Following the release of the news, Michelle Obama shared a heartfelt message on X beloved in remembrance of her mother.
She wrote, “My mom Marian Robinson was my rock, always there for whatever I needed. She was the same steady backstop for our entire family, and we are heartbroken to share that she passed away today. We wanted to offer some reflections on her remarkable life.”
Some of the reflections recalled how Robinson left her hometown of Chicago to support her daughter after she moved into the White House with former and first Black President Barack Obama following his 2008 election win.
Michelle said, “We needed her. The girls needed her.
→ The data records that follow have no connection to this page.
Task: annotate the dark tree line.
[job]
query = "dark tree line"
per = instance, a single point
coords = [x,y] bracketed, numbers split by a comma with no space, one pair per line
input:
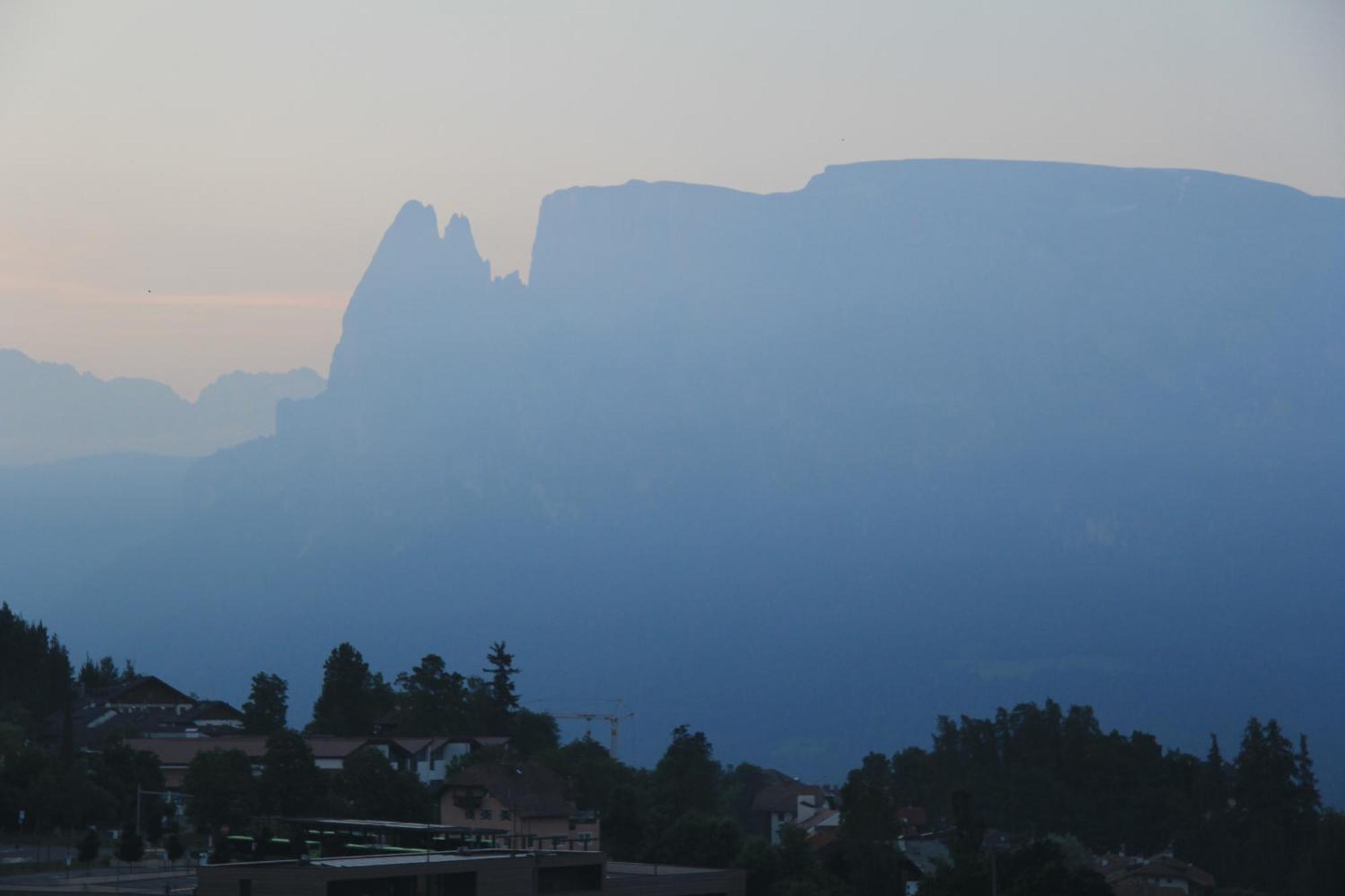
[427,700]
[1254,822]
And she ended up being our rock through it all.”
She continued, “She relished her role as a grandmother. … And although she enforced whatever household rules we’d set for bedtime, watching TV, or eating candy, she made clear that she sided with her ‘grandbabies’ in thinking that their parents were too darn strict.”
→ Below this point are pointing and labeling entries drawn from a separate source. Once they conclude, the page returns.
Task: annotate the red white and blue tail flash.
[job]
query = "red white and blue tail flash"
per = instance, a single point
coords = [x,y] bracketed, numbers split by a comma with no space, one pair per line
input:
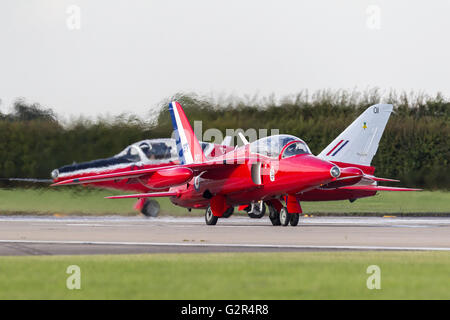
[188,147]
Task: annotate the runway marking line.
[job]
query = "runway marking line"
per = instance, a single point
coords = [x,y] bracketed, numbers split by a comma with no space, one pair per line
[241,245]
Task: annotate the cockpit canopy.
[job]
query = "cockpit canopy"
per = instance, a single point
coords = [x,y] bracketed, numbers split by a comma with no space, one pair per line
[155,150]
[273,146]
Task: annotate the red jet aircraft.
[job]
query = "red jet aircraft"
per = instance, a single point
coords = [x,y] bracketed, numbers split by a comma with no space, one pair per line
[278,170]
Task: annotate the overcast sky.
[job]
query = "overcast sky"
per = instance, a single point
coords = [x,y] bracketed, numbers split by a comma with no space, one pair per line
[103,56]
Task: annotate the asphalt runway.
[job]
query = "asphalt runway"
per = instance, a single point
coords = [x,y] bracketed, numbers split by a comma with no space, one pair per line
[33,235]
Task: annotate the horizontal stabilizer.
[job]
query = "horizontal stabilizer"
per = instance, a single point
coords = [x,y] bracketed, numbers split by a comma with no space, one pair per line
[377,188]
[28,180]
[380,179]
[145,195]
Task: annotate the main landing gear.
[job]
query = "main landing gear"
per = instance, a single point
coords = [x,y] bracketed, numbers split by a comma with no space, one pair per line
[211,219]
[283,218]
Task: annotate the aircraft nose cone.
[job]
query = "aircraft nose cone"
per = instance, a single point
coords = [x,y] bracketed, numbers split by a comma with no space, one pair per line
[335,172]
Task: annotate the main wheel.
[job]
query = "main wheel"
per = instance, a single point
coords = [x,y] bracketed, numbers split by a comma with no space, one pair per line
[274,216]
[210,219]
[150,208]
[294,219]
[257,210]
[228,213]
[285,217]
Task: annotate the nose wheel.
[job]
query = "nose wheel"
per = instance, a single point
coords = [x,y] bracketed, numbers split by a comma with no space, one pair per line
[210,219]
[274,215]
[256,210]
[283,218]
[150,208]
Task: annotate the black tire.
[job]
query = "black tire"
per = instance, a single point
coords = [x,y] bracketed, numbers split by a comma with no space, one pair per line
[228,213]
[150,208]
[294,219]
[274,216]
[257,210]
[285,217]
[210,219]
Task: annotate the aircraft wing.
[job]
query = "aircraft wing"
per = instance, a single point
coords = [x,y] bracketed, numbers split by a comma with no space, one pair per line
[145,195]
[377,188]
[195,167]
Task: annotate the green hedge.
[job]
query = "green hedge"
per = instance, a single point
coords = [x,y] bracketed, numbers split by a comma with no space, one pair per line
[415,146]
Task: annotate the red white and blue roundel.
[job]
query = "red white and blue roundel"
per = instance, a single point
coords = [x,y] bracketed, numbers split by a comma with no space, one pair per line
[338,147]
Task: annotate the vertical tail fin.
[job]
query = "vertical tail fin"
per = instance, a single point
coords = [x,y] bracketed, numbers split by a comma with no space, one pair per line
[358,143]
[188,147]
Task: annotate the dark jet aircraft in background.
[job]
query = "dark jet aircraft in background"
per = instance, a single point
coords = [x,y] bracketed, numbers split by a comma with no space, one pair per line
[144,154]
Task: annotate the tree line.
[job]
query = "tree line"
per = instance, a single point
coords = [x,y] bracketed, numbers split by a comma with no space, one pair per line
[415,147]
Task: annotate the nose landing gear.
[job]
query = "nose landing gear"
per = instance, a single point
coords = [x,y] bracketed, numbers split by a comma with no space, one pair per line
[150,208]
[283,217]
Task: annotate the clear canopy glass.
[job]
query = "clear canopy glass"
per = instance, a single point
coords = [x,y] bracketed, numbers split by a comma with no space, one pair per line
[273,145]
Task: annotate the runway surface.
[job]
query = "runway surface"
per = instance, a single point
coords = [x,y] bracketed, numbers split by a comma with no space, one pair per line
[21,235]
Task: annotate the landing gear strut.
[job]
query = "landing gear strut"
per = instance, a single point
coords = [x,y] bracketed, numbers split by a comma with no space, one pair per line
[256,210]
[210,219]
[295,217]
[285,216]
[150,208]
[274,215]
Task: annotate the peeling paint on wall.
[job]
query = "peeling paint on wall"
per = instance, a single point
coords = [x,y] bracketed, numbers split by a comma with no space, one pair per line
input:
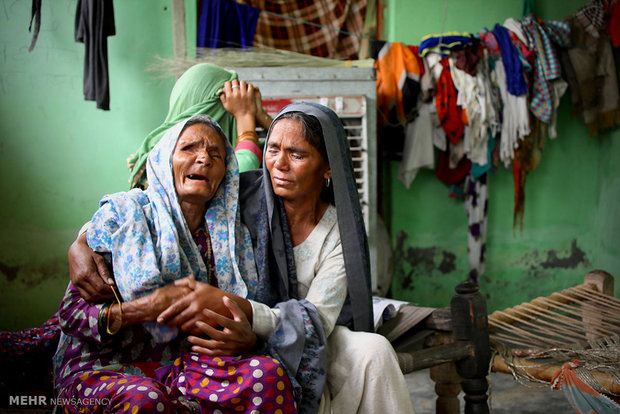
[571,258]
[34,275]
[416,262]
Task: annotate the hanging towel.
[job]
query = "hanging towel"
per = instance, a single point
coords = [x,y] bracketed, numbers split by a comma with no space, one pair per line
[418,151]
[226,23]
[35,16]
[512,64]
[540,37]
[94,22]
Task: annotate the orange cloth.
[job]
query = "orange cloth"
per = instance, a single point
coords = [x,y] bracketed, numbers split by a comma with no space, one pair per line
[395,63]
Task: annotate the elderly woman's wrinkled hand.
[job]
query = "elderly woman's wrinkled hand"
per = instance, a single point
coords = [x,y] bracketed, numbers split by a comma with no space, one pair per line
[235,336]
[162,298]
[89,272]
[186,311]
[238,99]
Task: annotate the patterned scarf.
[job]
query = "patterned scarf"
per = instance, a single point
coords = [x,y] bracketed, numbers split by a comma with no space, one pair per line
[150,244]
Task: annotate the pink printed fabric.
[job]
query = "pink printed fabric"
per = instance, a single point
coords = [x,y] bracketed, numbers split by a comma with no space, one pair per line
[583,398]
[243,384]
[322,37]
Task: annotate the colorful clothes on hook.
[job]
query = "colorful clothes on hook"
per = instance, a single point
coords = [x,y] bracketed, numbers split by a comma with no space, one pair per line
[540,36]
[444,43]
[512,63]
[398,79]
[450,114]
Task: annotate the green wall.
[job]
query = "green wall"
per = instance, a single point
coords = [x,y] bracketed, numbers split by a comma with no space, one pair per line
[571,222]
[58,153]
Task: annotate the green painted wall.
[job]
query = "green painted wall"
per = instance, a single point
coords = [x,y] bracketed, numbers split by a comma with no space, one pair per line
[58,153]
[571,222]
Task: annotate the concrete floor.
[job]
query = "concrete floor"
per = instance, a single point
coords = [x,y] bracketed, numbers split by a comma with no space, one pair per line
[506,396]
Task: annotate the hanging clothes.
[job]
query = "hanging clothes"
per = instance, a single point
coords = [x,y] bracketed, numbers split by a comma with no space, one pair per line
[325,28]
[226,23]
[512,64]
[94,22]
[527,158]
[476,97]
[444,43]
[516,118]
[398,80]
[476,194]
[450,113]
[591,72]
[418,151]
[540,37]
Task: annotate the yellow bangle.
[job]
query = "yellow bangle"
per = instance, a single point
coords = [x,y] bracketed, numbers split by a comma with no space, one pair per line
[114,329]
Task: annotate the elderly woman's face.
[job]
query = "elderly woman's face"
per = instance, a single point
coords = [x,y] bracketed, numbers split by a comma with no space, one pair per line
[297,169]
[198,164]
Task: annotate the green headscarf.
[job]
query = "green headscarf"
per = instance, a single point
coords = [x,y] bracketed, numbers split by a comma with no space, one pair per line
[194,93]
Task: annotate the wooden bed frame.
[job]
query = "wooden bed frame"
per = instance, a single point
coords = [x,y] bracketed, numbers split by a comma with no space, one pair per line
[456,344]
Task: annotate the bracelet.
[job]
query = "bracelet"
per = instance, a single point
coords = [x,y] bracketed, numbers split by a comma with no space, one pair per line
[248,136]
[268,119]
[114,330]
[102,317]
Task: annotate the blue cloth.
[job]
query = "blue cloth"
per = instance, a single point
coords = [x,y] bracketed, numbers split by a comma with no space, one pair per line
[515,82]
[226,23]
[150,244]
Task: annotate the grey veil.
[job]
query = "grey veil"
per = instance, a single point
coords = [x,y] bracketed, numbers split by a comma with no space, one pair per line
[301,345]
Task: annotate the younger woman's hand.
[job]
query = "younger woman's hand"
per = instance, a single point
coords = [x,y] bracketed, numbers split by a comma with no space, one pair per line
[238,99]
[234,338]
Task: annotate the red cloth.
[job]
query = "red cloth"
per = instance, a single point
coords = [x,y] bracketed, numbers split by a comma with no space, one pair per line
[614,23]
[450,114]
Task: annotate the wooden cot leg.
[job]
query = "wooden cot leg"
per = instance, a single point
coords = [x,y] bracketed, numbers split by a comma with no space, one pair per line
[470,324]
[447,380]
[447,388]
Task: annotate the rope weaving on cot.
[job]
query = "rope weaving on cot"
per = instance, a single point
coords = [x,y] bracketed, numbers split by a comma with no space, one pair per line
[577,324]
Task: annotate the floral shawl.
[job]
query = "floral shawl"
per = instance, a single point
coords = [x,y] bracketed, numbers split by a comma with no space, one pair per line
[145,233]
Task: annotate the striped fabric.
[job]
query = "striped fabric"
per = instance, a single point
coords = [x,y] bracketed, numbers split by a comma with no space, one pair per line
[310,26]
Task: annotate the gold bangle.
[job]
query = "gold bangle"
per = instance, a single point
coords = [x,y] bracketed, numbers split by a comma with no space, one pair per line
[268,119]
[114,330]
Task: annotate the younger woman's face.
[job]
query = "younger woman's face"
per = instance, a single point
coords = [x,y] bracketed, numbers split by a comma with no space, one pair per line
[198,164]
[298,170]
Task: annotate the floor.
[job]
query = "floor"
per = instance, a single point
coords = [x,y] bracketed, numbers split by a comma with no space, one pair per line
[506,396]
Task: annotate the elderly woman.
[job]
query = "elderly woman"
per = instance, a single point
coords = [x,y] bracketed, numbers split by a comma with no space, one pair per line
[186,224]
[210,90]
[312,247]
[304,215]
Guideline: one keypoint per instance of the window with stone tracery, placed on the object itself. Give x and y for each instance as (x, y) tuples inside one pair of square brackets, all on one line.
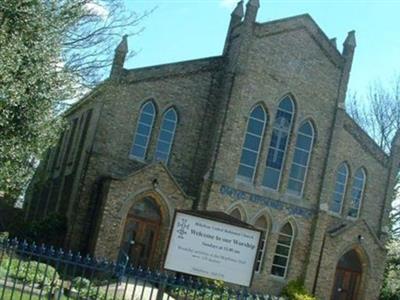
[(143, 131), (279, 142), (166, 135), (252, 144), (301, 159)]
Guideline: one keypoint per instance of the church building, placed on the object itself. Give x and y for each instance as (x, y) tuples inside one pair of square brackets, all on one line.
[(259, 132)]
The Obama family, including Barack and Michelle, as well as Michelle’s brother, Craig Robinson, and his wife, Kelly, and Marian Robinson’s grandchildren, Avery, Leslie, Malia, Sasha, Austin, and Aaron issued a joint statement that said, “There was and will be only one Marian Robinson. In our sadness, we are lifted up by the extraordinary gift of her life. And we will spend the rest of ours trying to live up to her example.”
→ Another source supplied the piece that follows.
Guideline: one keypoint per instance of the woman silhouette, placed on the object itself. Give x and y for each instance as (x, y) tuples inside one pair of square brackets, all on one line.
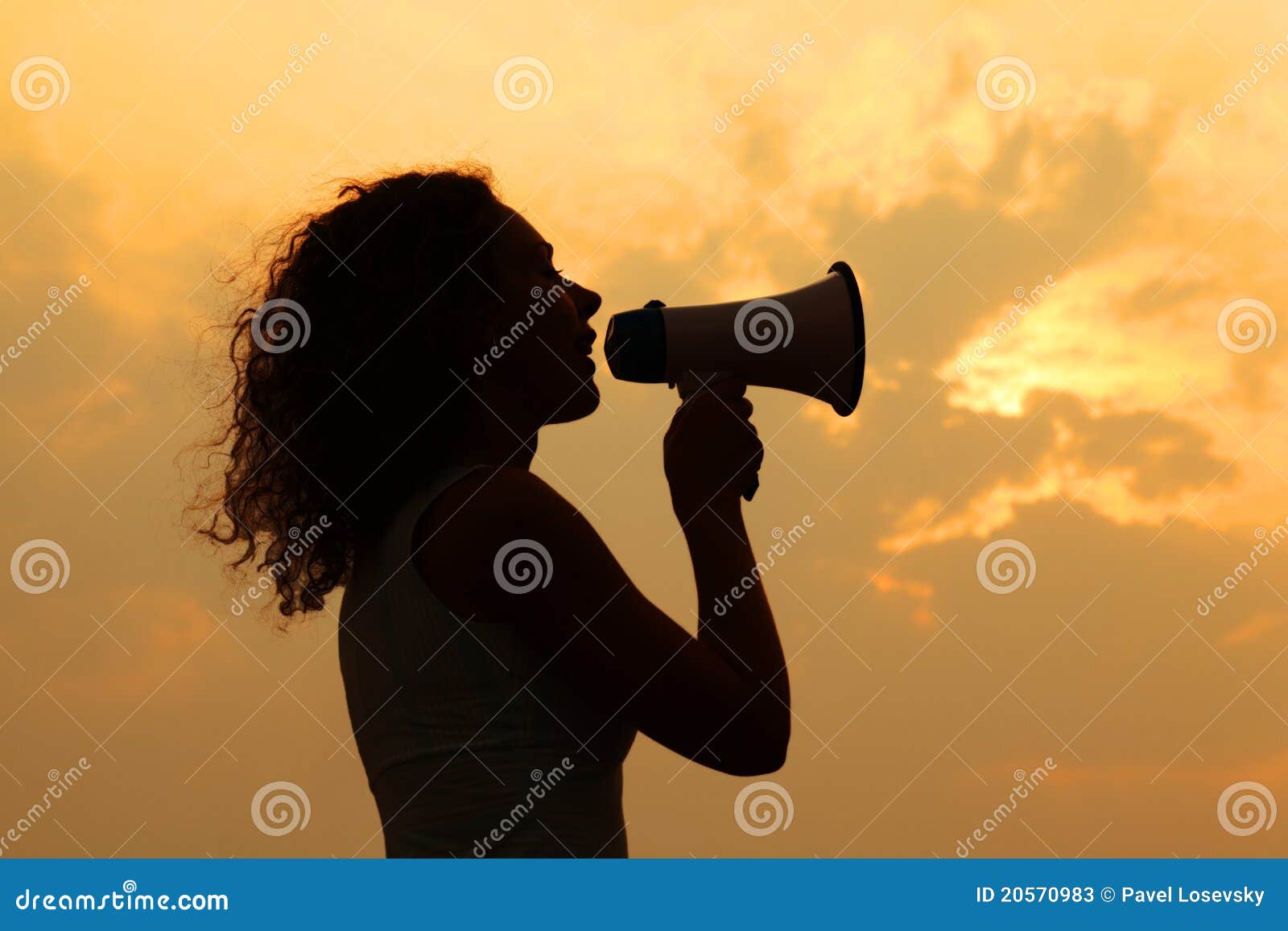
[(497, 661)]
Barack also expressed his emotional condolences on Robinson’s passing in a tweet.
“There was and will be only one Marian Robinson. In our sadness, we are lifted up by the extraordinary gift of her life. And we will spend the rest of ours trying to live up to her example,” the former president said.
Michelle has often talked about the strong childhood and lessons given to her by both of her parents.
The Princeton University and Harvard Law School graduate said, “We were poor. We lived in a small house, but what they gave us was a feeling of importance, a belief that our voices mattered at a very young age, a sense of understanding, of pushing through, and resilience.”
“And what that does for a kid – when your parents trust you, it encourages you. It tells you that if my mom thinks I can do this, that I must be capable.”